1H−NMR(300MHz,CDCl3)δ;8.09(2H,s),5.36(1H,bd),4.86(4H,s),4.53−4.68(1H,m),4.00−4.17(4H,m),3.38(2H,dd),3.26(2H,dd),2.70−2.81(2H,m),2.62(4H,bs),2.47(2H,t),2.25−2.35(4H,m),0.60−2.10(m)
【0049】
化合物I−2
上記中間体I−1−Bと3−アミノ−2,4,6−トリヨードハイドロケイヒ酸(合成:J. Med. Chem., 1995, 38, 639記載)を用い、上記I−1と同様の方法で合成した。
1H−NMR(300MHz,CDCl3)δ;8.08(2H,s),5.47(1H,bd),4.84(4H,s),4.55−4.68(1H,m),4.22(4H,t),3.36−3.47(4H,m),2.83(4H,t),2.61(2H,t),2.50−2.61(4H,m),2.39(2H,t),2.30(2H,d),0.60−2.10(m)
【0050】
化合物I−4
5−オキソアゼライン酸1.01gと2,4,6−トリヨードフェノール4.88gを50mlのジクロロメタンに加え、さらに0.16gのジメチルアミノピリジンと2.42gの1−エチル−3−(3−ジメチルアミノプロピル)カルボジイミド塩酸塩を加えた。室温で2日間攪拌した後、浮遊物を濾別し、溶媒を留去した。得られた残渣に、テトラヒドロフラン26ml、ベンゼン7ml、水2mlを加え0℃に冷やして、水素化ホウ素ナトリウム0.43gを加えた。0℃で攪拌した後、クロロホルムと飽和塩化アンモニウム水溶液を加えて2度抽出し、得られた有機層を硫酸マグネシウムで乾燥した。溶媒を留去した後、シリカゲルカラムクロマトグラフィーにて精製し、中間体I−4−A を0.89g(収率16%)得た。
【0051】
上記中間体I−4−A 0.54gとコハク酸水素コレステロール0.24gを20mlのジクロロメタンに加え、さらに5mgのジメチルアミノピリジンと0.15gの1−エチル−3−(3−ジメチルアミノプロピル)カルボジイミド塩酸塩を加えた。室温で攪拌した後、溶媒を留去し、シリカゲルカラムクロマトグラフィーにて精製し、無色アモルファス状結晶0.12g(収率15%)を得た。

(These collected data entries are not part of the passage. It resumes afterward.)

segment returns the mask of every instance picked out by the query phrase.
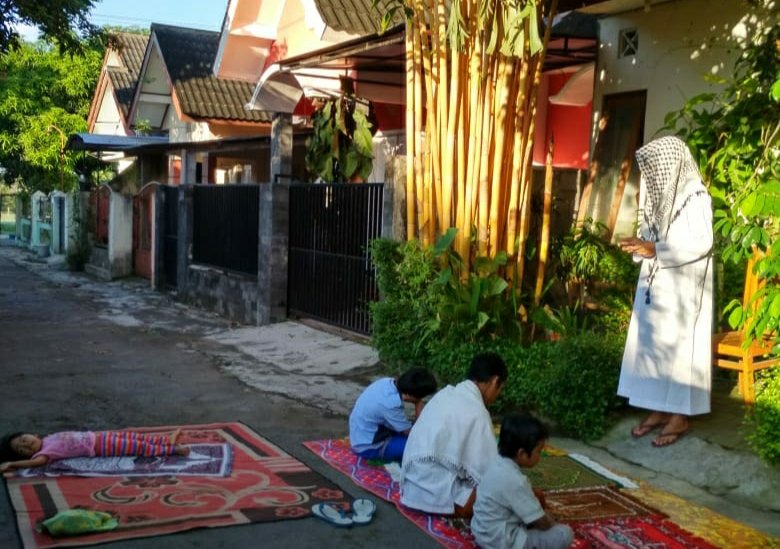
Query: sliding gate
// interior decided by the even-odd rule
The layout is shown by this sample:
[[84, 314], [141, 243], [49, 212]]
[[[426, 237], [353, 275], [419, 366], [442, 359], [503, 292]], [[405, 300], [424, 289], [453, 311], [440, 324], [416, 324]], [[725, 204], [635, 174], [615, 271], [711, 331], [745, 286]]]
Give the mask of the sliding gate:
[[288, 312], [369, 334], [382, 183], [290, 185]]

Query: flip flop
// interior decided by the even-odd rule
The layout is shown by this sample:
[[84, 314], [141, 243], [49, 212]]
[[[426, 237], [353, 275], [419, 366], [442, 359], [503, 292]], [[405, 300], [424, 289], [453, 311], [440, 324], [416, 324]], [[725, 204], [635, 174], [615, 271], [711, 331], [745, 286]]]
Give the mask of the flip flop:
[[659, 421], [658, 423], [640, 423], [631, 429], [631, 436], [634, 438], [642, 438], [643, 436], [649, 435], [659, 427], [666, 425], [666, 423], [666, 421]]
[[376, 513], [376, 503], [370, 499], [360, 498], [352, 502], [352, 522], [368, 524]]
[[352, 519], [347, 516], [344, 509], [334, 503], [317, 503], [312, 506], [311, 512], [315, 517], [329, 522], [339, 528], [349, 528], [352, 526]]
[[[683, 429], [682, 431], [673, 431], [671, 433], [664, 433], [663, 431], [660, 432], [660, 434], [653, 440], [653, 447], [654, 448], [664, 448], [666, 446], [671, 446], [680, 438], [682, 438], [685, 433], [688, 432], [688, 429]], [[665, 438], [668, 439], [666, 442], [659, 442], [659, 439]]]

1H−NMR(300MHz,CDCl3)δ;8.07(4H,s),5.36(1H,d),4.98−5.08(1H,m),4.55−4.70(1H,m),2.57−2.75(8H,m),2.31(2H,d),0.60−2.10(m)
【0052】
化合物II−1
α−エチル−3−アミノ−2,4,6−トリヨードハイドロケイヒ酸50.7gとジヒドロキシアセトン4.01gを300mlのジクロロメタンに加え、さらに1.08gのジメチルアミノピリジンと20.7gの1−エチル−3−(3−ジメチルアミノプロピル)カルボジイミド塩酸塩を加えた。室温で2日間攪拌した後、ジクロロメタンと1規定塩酸水溶液を加えて2度抽出し、得られた有機層を水洗した後、硫酸ナトリウムで乾燥した。溶媒を留去して、中間体II−1−A 51.3g(収率96%)を得た。
【0053】
上記中間体II−1−A 50.1gにテトラヒドロフラン210ml、ベンゼン58ml、水17mlを加え0℃に冷やして、水素化ホウ素ナトリウム2.47gを加えた。0℃で3時間攪拌した後に飽和塩化アンモニウム水溶液を加えて反応を停止した。さらにクロロホルムを加えて2度抽出し、得られた有機層を飽和食塩水で洗浄した後、硫酸ナトリウムで乾燥した。溶媒を留去した後、シリカゲルカラムクロマトグラフィーにて精製し、中間体II−1−B を27.3g(収率54%)得た。
【0054】
上記中間体II−1−B 1.00gとクロロ蟻酸コレステロール0.75gを10mlのジクロロメタンに加え、さらに27mgのジメチルアミノピリジンと0.17mlのピリジンを加えた。室温で攪拌した後、溶媒を留去し、シリカゲルカラムクロマトグラフィーにて精製した。無色結晶を0.74g(収率55%)得た。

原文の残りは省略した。